Chiedeva volersi accogliere il ricorso con vittoria di spese.
Si costituiva l'Ufficio che confermava la bontà del proprio operato e chiedeva il rigetto del ricorso con vittoria di spese.
La Corte di Primo Grado di Bergamo rigettava il ricorso avendo ritenuto che “ la cartella impugnata è stata incontestabilmente emessa in conseguenza del mancato adempimento spontaneo della obbligazione tributaria nascente dall'Atto di recupero di un credito fiscale inesistente relativo all'anno 2017, Atto notificato in data 27/09/2021 e oggetto di autonoma impugnazione, conclusasi nel primo grado di giudizio con la conferma dell'operato dell'Agenzia e, pertanto, con il rigetto del ricorso”. E che a seguito del detto giudizio veniva emessa la cartella qui in esame che, se pur in maniera sintetica ha indicato l'oggetto della stessa. Riteneva perciò non accoglibile l'eccezione di mancanza di motivazione.
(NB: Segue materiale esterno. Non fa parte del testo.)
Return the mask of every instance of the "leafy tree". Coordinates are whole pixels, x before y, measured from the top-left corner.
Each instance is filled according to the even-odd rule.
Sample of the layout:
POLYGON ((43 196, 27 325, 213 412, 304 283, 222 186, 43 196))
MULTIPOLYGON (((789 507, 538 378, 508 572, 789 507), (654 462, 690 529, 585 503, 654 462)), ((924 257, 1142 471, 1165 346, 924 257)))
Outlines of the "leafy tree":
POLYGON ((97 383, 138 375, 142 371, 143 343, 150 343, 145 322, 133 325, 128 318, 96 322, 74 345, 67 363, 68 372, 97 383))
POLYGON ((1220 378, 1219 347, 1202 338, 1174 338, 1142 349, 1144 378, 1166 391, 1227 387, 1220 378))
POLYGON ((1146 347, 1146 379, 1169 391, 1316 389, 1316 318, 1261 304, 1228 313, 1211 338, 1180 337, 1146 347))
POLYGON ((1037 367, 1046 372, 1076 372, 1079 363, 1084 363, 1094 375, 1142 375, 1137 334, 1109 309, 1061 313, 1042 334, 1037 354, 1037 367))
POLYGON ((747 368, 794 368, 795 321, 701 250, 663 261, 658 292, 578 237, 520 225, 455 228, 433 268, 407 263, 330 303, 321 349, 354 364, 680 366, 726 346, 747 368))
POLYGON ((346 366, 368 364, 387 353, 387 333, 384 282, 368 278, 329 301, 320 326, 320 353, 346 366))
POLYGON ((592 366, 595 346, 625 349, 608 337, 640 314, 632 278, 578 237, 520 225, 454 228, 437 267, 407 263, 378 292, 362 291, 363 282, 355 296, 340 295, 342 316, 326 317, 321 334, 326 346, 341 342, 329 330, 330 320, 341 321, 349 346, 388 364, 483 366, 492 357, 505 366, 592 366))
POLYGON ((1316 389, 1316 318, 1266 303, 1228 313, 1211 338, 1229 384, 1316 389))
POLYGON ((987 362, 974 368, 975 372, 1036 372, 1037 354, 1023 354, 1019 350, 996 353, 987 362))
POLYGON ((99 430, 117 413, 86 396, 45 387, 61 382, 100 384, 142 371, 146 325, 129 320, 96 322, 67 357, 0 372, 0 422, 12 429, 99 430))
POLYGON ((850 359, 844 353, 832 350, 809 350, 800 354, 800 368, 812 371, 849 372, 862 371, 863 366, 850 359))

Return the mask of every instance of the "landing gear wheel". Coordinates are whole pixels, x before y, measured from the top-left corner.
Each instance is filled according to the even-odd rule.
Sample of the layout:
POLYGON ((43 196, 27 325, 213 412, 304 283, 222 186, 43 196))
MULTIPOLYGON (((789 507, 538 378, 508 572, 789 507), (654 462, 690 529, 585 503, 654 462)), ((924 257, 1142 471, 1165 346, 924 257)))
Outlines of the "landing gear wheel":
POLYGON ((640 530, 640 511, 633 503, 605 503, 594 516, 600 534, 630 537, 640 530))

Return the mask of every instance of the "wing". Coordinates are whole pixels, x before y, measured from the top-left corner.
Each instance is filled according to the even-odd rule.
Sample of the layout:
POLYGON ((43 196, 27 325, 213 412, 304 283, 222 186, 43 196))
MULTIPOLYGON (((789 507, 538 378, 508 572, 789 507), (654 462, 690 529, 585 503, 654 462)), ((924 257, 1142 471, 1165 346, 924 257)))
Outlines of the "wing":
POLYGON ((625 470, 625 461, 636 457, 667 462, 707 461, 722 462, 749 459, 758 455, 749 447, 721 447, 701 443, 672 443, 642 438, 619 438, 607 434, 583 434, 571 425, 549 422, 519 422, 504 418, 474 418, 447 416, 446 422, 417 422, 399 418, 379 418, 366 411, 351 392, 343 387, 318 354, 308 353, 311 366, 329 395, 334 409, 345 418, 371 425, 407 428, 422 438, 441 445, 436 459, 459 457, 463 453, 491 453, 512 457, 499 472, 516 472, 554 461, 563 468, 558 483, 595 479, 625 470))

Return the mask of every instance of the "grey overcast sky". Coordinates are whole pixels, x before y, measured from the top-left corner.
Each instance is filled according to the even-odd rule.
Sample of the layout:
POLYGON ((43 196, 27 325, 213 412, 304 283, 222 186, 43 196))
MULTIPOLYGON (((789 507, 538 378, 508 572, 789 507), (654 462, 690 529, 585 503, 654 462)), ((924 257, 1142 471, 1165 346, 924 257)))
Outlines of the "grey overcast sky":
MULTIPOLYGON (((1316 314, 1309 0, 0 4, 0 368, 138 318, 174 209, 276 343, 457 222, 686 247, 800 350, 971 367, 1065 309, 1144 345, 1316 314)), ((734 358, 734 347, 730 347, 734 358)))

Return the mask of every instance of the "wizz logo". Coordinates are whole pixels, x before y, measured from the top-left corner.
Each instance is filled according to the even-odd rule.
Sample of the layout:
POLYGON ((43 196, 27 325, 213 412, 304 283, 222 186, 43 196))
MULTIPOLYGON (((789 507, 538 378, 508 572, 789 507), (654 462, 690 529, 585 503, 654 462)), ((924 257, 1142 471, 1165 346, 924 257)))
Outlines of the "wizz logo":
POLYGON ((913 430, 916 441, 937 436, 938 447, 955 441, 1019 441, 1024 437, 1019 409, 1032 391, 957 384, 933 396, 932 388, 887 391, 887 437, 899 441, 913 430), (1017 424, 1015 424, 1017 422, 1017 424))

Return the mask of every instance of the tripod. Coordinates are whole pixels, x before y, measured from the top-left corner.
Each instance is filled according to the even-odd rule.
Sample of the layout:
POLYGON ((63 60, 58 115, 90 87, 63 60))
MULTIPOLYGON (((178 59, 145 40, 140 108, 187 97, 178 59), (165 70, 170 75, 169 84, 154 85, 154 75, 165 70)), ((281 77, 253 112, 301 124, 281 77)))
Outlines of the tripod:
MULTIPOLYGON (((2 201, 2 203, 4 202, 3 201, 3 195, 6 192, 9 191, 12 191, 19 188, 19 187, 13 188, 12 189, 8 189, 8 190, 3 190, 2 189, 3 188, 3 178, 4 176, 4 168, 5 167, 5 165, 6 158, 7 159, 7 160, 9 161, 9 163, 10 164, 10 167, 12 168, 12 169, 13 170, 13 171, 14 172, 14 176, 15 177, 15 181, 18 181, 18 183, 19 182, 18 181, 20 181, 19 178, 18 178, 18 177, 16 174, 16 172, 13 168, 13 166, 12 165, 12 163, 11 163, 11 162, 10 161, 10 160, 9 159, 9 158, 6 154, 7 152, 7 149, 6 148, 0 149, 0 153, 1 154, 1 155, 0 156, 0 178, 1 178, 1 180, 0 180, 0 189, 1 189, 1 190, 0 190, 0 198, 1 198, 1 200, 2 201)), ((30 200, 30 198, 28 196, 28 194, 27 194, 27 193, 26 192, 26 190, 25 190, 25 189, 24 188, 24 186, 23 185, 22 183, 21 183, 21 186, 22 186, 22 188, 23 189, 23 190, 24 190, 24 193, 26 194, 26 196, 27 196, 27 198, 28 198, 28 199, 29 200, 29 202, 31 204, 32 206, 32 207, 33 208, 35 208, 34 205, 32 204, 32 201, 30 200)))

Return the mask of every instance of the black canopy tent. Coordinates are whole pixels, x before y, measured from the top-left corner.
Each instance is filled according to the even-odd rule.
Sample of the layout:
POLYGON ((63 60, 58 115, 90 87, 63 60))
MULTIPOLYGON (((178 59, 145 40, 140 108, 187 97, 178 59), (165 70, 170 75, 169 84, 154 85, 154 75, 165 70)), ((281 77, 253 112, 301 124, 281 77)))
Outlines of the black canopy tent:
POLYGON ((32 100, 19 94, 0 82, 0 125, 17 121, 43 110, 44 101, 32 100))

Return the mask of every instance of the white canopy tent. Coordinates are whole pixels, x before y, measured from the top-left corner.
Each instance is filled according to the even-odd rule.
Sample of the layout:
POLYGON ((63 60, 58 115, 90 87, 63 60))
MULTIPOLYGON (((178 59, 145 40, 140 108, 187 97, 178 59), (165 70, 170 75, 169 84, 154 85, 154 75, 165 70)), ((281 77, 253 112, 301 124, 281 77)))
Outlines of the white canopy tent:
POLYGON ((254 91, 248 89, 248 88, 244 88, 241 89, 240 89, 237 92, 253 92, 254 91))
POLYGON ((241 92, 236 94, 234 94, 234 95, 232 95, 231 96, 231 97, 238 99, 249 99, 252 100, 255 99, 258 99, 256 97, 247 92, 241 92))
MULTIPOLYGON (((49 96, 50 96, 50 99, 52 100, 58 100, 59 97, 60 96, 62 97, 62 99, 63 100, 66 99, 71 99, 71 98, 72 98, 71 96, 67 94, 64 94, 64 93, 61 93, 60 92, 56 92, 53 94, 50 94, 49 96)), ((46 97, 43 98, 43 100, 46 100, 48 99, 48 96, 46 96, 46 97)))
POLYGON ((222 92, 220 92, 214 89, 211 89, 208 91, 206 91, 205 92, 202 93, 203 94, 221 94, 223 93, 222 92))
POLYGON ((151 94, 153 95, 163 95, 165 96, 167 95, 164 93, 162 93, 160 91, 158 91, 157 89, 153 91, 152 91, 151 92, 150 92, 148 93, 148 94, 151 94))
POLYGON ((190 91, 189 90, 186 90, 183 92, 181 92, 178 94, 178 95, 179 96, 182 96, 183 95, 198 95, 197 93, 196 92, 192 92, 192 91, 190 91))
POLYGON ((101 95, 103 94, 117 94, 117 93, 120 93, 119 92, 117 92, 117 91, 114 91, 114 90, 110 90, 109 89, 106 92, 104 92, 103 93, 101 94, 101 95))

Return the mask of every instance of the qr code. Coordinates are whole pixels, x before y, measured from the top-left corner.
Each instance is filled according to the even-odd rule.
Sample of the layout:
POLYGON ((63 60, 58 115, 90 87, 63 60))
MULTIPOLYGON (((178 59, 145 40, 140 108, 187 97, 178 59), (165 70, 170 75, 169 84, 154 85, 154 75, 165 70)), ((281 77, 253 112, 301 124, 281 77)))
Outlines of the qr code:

Riteneva altresì non accoglibile anche la contestata mancanza di contradittorio poiché “ la Cartella di pagamento rappresenta un titolo esecutivo che riguarda esclusivamente la fase di esecuzione esattoriale di un credito precedente formatosi in conseguenza di altri atti recettizi, regolarmente notificati, che hanno dato origine alla pretesa erariale, motivo per cui l'Ente di Riscossione non aveva alcun obbligo di dare vita a un contradditorio preliminare con la società ricorrente”. Condannava la società alle spese liquidate in euro 500,00.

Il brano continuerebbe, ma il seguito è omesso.